In June 2016, Hardcastle transported three minor boys, ages 15, 16 and 16, as their coach to Wildwood, New Jersey to participate in a basketball tournament, and shared a motel room with them in which there was no shower curtain. The defendant installed a USB drive containing a hidden camera in a power outlet in the bathroom and surreptitiously filmed each of the minors taking showers. Previously, in June and July 2015, the defendant also attempted to videotape two minors in a bathroom using a hidden camera while the minors were visiting his home in Bensalem. The defendant pleaded guilty in December 2019 to three counts of transporting minors with the intent to engage in criminal sexual activity and two counts of attempted production of child pornography.
“This defendant took advantage of his position of trust as a youth basketball coach to exploit children for his own satisfaction,” U.S. Attorney McSwain said. “This is heinous and reprehensible behavior that deserves the serious punishment that was meted out today.

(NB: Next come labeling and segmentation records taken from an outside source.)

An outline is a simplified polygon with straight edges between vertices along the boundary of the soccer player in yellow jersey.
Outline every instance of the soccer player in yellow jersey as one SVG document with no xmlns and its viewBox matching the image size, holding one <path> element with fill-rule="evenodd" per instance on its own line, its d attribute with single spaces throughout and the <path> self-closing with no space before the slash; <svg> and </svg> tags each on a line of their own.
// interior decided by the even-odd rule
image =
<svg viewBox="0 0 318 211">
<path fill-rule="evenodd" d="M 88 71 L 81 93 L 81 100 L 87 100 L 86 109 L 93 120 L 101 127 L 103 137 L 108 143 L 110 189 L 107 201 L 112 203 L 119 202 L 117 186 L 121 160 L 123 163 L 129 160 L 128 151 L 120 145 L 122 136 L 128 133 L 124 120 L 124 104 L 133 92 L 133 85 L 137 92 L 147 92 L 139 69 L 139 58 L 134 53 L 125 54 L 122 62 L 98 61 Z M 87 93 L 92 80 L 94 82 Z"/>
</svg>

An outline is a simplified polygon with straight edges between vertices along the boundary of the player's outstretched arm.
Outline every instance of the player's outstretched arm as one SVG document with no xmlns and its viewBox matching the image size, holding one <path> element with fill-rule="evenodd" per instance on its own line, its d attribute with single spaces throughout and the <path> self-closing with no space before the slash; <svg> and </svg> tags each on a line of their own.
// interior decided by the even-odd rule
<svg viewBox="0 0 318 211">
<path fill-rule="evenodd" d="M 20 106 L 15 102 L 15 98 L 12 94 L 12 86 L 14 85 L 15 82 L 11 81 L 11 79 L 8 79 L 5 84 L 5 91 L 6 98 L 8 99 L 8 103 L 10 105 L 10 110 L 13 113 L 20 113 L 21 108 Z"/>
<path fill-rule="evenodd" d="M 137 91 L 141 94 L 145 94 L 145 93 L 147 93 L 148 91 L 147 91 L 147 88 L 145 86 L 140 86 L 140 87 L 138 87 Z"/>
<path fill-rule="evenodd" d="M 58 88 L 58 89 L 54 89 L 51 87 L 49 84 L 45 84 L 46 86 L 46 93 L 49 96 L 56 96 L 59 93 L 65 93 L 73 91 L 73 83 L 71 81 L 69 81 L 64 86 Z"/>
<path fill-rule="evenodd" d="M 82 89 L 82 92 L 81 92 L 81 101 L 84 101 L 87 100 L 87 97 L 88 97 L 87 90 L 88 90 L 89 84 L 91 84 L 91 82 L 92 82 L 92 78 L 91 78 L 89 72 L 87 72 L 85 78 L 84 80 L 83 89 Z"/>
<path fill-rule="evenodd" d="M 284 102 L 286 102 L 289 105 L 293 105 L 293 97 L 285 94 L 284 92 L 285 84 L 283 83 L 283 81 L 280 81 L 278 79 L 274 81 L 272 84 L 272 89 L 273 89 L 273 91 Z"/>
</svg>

My Office will continue to prioritize the protection of children from such predation.”
“The boys James Hardcastle victimized will never forget their trusted coach’s betrayal,” said Michael J. Driscoll, Special Agent in Charge of the FBI’s Philadelphia Division. “He used his relationship with them for his own gratification, setting them up for his illicit secret recordings. The FBI will never stand by when we learn of the sexual exploitation of children. Such predators need to be taken off the street so they can’t harm anyone else.”
This case was brought as part of Project Safe Childhood, a nationwide initiative to combat the growing epidemic of child sexual exploitation and abuse launched in May 2006 by the Department of Justice. Led by U.S. Attorneys’ Offices and CEOS, Project Safe Childhood marshals federal, state and local resources to better locate, apprehend and prosecute individuals who exploit children via the Internet, as well as to identify and rescue victims. For more information about Project Safe Childhood, please visit www.justice.gov/psc.
The case was investigated by the Federal Bureau of Investigation with assistance from the Philadelphia Police Department Special Victims Unit and the Bensalem Police Department, and is being prosecuted by Assistant United States Attorney Michelle L. Morgan.